Sow fall crops such as arugula, spinach, cilantro, and leaf lettuce. There is also time to put in some scallions, radishes, and even snow peas. Make sure to keep the seeds well watered during germination because even one day of drying out can kill the seeds. Shade if necessary.

Don't Worry About Mushrooms in the Lawn

A wet summer naturally produces mushrooms, and those that appear in mulch and lawns are usually harmless. They grow on decomposing matter and can be pulled, raked, or mowed. They will probably come back with wet weather, and are a fact of life in a healthy landscape. Don't eat them, though, without absolute identification.

Purchase Bulbs

Even though it's early for planting, purchase bulbs now to ensure a good selection.

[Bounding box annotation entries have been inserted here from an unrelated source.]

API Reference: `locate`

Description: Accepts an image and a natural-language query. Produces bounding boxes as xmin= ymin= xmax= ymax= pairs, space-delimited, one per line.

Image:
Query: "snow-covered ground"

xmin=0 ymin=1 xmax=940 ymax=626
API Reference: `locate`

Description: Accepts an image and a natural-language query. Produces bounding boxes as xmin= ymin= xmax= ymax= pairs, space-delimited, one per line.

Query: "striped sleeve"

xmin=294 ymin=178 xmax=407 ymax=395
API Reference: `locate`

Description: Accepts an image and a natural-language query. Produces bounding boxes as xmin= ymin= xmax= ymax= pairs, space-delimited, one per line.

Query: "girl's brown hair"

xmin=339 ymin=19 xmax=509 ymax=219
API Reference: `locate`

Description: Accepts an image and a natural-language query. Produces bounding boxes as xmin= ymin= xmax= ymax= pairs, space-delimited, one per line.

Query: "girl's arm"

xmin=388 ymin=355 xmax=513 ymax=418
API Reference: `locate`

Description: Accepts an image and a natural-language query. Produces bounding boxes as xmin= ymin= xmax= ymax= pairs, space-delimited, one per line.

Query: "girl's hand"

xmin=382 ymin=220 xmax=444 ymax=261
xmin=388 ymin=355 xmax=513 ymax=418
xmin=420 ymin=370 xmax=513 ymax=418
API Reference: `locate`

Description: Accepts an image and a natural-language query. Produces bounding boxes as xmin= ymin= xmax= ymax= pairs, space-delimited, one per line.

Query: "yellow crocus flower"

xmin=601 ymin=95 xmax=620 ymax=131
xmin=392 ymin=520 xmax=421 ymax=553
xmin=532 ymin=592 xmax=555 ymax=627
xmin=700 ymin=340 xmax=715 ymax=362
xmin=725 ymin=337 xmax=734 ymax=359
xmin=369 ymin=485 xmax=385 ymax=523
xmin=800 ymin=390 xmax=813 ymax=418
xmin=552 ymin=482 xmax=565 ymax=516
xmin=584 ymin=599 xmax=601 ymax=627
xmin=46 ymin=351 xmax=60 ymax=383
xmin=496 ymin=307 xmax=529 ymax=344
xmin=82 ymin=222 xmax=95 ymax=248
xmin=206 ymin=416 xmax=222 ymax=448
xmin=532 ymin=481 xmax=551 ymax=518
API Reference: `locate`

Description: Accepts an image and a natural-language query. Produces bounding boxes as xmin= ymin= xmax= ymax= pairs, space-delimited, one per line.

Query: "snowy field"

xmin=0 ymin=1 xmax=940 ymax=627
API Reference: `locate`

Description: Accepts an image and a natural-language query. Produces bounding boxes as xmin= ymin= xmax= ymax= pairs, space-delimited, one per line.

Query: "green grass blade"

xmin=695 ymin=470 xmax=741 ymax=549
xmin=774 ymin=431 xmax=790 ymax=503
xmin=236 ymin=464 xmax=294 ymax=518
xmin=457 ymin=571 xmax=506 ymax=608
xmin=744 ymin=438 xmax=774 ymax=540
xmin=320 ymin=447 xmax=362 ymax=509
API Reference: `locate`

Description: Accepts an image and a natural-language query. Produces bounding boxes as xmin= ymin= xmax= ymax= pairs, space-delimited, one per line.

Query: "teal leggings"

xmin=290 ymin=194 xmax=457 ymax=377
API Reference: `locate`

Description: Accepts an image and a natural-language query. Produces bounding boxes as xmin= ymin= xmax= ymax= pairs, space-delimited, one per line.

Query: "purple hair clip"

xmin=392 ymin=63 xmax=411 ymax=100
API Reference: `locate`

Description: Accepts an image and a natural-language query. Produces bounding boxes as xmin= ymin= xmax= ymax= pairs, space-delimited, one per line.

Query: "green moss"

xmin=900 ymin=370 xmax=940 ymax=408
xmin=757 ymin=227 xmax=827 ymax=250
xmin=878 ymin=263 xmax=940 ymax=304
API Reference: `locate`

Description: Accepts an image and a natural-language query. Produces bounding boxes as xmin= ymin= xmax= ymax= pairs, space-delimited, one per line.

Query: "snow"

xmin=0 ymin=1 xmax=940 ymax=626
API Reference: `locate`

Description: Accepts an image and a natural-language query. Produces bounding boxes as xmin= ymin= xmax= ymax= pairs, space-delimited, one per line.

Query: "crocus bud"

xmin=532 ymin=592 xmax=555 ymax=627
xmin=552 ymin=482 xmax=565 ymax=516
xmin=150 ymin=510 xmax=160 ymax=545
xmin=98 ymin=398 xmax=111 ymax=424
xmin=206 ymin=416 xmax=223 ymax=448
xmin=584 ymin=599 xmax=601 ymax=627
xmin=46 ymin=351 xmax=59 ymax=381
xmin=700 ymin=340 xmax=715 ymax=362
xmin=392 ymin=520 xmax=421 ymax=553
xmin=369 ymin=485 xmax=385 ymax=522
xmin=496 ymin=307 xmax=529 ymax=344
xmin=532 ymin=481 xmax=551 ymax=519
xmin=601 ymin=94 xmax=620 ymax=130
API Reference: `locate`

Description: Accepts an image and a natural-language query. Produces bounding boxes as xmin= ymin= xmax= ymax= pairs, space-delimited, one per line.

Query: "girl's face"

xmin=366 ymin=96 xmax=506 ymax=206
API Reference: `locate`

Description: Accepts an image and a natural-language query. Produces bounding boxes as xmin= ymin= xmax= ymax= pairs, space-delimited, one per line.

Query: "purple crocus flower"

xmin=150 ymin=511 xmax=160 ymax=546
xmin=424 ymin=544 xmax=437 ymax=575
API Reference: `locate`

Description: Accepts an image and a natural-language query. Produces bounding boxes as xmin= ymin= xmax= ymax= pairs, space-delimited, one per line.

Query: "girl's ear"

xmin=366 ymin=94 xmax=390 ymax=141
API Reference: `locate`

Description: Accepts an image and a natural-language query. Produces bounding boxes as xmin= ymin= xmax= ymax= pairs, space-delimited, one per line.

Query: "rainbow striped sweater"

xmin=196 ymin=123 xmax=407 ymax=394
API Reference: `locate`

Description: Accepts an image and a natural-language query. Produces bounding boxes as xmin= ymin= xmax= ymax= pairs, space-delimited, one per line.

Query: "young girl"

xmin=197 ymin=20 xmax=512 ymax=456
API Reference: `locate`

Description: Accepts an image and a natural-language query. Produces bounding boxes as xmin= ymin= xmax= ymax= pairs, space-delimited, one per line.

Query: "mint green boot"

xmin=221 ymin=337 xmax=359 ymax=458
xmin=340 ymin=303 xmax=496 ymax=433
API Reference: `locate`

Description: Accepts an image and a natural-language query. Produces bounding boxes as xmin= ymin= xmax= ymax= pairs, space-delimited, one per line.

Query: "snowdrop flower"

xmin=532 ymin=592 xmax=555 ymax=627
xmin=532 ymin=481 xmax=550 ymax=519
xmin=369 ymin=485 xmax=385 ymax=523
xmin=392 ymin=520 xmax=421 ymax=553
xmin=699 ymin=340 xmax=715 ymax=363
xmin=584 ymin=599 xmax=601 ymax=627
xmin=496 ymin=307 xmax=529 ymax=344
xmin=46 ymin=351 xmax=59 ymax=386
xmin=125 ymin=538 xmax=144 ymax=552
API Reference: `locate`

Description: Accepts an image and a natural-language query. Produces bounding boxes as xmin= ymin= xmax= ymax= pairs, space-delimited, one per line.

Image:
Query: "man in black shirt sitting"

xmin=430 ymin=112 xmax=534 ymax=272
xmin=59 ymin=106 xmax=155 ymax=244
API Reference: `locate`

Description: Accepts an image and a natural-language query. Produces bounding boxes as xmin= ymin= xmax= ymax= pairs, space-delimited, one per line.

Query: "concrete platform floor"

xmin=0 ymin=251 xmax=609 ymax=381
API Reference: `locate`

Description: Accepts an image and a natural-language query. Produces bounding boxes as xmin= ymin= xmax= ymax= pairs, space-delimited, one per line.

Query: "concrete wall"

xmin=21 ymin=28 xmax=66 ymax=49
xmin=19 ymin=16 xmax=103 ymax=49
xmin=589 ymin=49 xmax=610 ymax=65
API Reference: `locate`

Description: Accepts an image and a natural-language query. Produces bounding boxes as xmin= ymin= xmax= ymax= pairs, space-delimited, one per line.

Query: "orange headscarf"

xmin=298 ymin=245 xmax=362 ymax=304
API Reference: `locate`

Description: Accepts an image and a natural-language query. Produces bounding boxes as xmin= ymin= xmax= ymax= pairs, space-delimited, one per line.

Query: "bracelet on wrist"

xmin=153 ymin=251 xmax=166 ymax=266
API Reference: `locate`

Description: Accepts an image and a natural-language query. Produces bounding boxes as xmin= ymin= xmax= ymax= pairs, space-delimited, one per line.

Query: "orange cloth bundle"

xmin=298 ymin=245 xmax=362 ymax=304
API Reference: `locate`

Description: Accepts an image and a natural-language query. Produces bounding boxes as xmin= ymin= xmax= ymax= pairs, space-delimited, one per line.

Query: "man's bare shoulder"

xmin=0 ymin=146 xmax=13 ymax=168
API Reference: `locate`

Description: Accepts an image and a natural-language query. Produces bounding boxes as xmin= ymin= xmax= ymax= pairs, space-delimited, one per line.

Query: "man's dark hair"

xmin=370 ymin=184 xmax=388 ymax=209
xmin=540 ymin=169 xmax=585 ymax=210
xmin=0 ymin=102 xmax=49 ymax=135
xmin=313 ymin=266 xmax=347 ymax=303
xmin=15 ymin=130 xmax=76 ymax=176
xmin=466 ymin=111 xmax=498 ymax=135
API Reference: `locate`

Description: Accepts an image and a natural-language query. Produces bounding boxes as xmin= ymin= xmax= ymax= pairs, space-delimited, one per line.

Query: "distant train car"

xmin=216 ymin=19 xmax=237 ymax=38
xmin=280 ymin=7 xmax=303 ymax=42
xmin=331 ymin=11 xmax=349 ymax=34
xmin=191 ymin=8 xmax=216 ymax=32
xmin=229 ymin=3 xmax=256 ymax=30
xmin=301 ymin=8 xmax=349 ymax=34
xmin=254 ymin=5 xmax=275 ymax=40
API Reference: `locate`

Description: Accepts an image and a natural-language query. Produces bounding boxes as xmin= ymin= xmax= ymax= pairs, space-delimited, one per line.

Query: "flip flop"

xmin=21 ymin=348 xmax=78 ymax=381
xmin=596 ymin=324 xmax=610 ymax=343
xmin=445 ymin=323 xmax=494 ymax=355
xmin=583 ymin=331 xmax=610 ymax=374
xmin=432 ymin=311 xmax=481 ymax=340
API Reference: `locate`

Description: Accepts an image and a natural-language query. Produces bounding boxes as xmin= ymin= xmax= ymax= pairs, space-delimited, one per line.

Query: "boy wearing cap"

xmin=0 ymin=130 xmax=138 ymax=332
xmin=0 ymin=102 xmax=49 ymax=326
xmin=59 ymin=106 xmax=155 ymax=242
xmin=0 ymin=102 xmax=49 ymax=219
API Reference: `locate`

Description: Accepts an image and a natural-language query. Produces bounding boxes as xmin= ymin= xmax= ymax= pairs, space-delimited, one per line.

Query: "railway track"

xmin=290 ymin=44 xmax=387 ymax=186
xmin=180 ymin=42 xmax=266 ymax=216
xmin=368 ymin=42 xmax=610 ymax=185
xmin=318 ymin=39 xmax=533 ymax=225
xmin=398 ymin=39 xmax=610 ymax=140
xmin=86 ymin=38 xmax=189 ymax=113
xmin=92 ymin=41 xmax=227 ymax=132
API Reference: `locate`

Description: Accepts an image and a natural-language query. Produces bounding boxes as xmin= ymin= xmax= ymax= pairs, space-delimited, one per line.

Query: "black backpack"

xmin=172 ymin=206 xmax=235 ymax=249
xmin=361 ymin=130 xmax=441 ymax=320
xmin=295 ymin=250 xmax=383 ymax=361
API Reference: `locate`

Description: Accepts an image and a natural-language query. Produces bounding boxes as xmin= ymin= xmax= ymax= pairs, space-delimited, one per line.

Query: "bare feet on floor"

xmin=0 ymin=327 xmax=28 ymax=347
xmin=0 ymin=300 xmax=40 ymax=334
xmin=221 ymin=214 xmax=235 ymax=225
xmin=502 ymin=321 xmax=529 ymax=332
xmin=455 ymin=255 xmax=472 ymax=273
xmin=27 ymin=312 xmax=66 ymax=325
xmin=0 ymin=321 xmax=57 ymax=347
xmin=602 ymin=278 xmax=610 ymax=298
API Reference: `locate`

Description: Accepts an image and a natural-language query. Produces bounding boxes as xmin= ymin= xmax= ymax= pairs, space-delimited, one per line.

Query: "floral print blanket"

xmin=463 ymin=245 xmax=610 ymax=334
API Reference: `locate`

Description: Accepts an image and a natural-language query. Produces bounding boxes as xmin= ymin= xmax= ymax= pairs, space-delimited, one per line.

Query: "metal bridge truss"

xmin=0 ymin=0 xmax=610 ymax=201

Be sure to put in early bulbs, such as snowdrops, winter aconite, crocuses, and squill. Mid-spring bulbs include fritillaria, early tulips, small alliums, hyacinths, and medium-cupped daffodils. For late spring, plant dutch iris, late-season daffodils and tulips, and alliums.

Spruce Up the Perennial Garden

Spruce up the perennial garden by filling in blank spots with discounted annuals. Keep soil moisture consistent, replenish mulch, and deadhead spent blossoms. Some perennials, such as daylilies, tolerate being cut back completely as they begin to look tattered, and they will respond with fresh growth for the fall.